Climate change dominates most of the headlines when it comes to our unfortunate addiction to fossil fuels, but air pollution remains as deadly as it ever has been. Millions of people per year die from pollution-linked cardiovascular and respiratory ailments, and now a new map shows you exactly how many years of your life you’re losing by breathing in your local particulates and aerosols.
A team of researchers, including those at the Energy Policy Institute (EPIC) at the University of Chicago, wanted to find a strong link between air pollution and life expectancy changes. Using smog-ridden China as a test bed, they found that when everything else is taken into account, such a correlation emerges.
The team looked at PM10, particulates emitted by vehicles and coal-fired power plants alike, whose individual particles are less than or equal to 10 microns in diameter – small enough to easily be inhaled and get lodged in the lungs.
As reported in the Proceedings of the National Academy of Sciences, for every 10 micrograms per cubic meter increase of PM10 in the air, a person will lose seven months from their life expectancy.
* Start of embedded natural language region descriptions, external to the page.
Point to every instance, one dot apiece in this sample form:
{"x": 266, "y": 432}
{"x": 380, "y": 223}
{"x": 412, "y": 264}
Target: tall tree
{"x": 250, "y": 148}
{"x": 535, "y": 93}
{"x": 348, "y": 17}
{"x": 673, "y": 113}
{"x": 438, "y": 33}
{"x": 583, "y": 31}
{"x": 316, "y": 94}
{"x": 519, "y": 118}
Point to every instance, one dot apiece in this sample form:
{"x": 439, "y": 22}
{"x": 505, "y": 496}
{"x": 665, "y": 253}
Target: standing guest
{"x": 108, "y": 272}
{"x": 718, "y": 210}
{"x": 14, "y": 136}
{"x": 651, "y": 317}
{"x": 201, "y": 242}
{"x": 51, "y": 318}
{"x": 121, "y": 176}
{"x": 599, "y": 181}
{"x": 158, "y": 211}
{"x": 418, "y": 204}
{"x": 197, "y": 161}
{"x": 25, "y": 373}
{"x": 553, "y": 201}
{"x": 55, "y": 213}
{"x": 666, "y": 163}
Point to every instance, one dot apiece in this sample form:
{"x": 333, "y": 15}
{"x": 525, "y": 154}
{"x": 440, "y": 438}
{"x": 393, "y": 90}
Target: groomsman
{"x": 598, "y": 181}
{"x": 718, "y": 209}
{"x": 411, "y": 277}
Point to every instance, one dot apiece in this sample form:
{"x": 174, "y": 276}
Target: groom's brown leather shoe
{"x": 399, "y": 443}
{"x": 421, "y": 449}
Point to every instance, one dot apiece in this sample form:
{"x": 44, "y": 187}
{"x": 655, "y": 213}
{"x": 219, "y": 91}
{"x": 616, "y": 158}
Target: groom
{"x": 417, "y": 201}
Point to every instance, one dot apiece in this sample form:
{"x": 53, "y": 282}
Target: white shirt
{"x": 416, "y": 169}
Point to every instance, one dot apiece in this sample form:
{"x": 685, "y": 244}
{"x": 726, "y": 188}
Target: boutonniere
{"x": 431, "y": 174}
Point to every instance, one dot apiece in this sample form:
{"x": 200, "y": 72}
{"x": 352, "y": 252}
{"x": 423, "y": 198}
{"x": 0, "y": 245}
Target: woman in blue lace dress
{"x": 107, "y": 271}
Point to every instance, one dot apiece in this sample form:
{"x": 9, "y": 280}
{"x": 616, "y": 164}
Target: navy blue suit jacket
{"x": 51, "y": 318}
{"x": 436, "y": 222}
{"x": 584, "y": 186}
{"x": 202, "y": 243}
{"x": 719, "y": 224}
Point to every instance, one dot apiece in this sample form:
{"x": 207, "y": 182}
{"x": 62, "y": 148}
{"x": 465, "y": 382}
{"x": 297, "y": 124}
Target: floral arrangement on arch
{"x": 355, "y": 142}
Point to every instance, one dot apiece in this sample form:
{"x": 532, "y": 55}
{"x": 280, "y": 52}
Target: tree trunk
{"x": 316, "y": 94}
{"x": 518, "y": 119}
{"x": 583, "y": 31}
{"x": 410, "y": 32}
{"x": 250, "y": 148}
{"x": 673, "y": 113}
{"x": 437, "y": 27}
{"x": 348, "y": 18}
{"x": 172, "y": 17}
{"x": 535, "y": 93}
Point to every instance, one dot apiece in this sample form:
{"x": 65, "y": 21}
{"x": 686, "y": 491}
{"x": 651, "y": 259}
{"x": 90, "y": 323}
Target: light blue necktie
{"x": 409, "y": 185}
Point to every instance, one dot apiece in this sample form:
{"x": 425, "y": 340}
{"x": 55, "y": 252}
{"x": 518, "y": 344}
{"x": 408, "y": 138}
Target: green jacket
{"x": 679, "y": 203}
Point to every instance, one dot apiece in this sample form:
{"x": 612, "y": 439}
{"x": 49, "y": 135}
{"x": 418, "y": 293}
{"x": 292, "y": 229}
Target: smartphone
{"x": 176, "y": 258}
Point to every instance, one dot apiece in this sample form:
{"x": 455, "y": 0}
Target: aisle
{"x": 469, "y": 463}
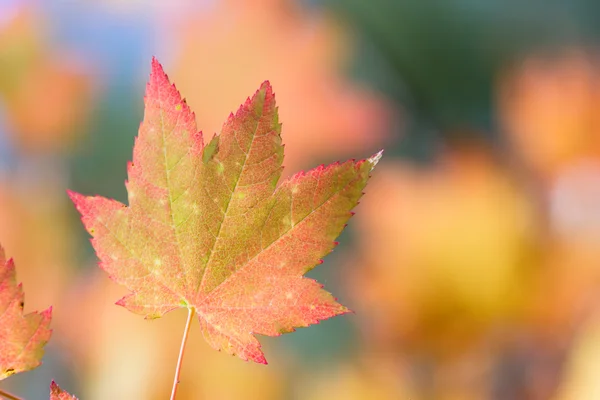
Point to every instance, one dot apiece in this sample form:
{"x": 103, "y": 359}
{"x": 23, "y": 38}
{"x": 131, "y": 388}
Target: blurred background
{"x": 473, "y": 263}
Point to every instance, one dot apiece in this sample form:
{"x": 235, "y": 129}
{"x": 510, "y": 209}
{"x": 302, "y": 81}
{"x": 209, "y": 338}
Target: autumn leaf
{"x": 56, "y": 393}
{"x": 325, "y": 113}
{"x": 22, "y": 337}
{"x": 208, "y": 229}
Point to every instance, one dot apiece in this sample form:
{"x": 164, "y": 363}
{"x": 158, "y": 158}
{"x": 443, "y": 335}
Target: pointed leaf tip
{"x": 195, "y": 215}
{"x": 374, "y": 159}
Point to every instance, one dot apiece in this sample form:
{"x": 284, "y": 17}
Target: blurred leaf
{"x": 208, "y": 230}
{"x": 548, "y": 106}
{"x": 56, "y": 393}
{"x": 22, "y": 337}
{"x": 46, "y": 94}
{"x": 442, "y": 252}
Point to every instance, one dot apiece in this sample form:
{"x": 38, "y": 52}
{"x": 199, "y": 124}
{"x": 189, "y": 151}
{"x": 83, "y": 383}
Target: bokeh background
{"x": 473, "y": 263}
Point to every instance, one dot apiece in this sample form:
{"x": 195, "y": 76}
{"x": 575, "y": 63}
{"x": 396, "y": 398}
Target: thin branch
{"x": 8, "y": 395}
{"x": 188, "y": 324}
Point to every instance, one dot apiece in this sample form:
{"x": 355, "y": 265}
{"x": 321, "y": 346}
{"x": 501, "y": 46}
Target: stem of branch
{"x": 188, "y": 324}
{"x": 8, "y": 395}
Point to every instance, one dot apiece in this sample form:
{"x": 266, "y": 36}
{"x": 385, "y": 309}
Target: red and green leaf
{"x": 22, "y": 337}
{"x": 56, "y": 393}
{"x": 209, "y": 228}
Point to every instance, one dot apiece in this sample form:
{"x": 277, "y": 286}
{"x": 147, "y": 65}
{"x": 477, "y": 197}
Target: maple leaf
{"x": 22, "y": 337}
{"x": 207, "y": 228}
{"x": 56, "y": 393}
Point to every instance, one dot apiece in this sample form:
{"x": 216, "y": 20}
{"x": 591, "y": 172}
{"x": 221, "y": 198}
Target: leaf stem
{"x": 188, "y": 324}
{"x": 8, "y": 395}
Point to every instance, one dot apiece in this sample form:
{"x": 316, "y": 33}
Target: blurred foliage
{"x": 473, "y": 273}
For the even finer PM2.5, an identical increase shaves an entire year off your life.
With this metric, they developed the Air Quality-Life Index (AQLI), an interactive map which shows how much longer you should be living in a world where the strict air quality standards set in place by the World Health Organization (WHO) were adhered to.
At present, 4.5 billion people (about 60 percent of the global population) are breathing in air that contains PM10 concentrations twice that of what the WHO considers to be safe, and clearly, it’s having a dramatic toll on human life.
Here are some of the worst offenders, with respect to the WHO Clean Air Act standards:
India – 4 years lost
China – 3.5 years lost
Pakistan – 2.5 years lost
The Democratic Republic of the Congo – 1.8 years lost
South Africa – 1.4 years lost
Chile – 1.4 years lost
Poland – 1.3 years lost
Indonesia – 0.9 years lost
Italy – 0.7 years lost
These are country averages, but the map also has a few spotlights on cities in China, India and the US. Here are some of the worst offending cities:
Los Angeles – 0.7 years lost
National Capital Territory of Delhi – 9 years lost
Agra – 8.1 years lost
Mumbai (suburbs) – 3.5 years lost
Shanghai – 5.5 years lost
Beijing – 6.4 years lost
Tianjin – 7.1 years lost
Although far from perfect, the US is doing a lot better in this regard than China and India. In Manhattan, for example, New Yorkers are losing almost none of their life to air pollution, thanks to the states strict air quality standards. Conversely, in China, 500 million residents in the north alone will lose 2.5 billion years of combined life expectancy.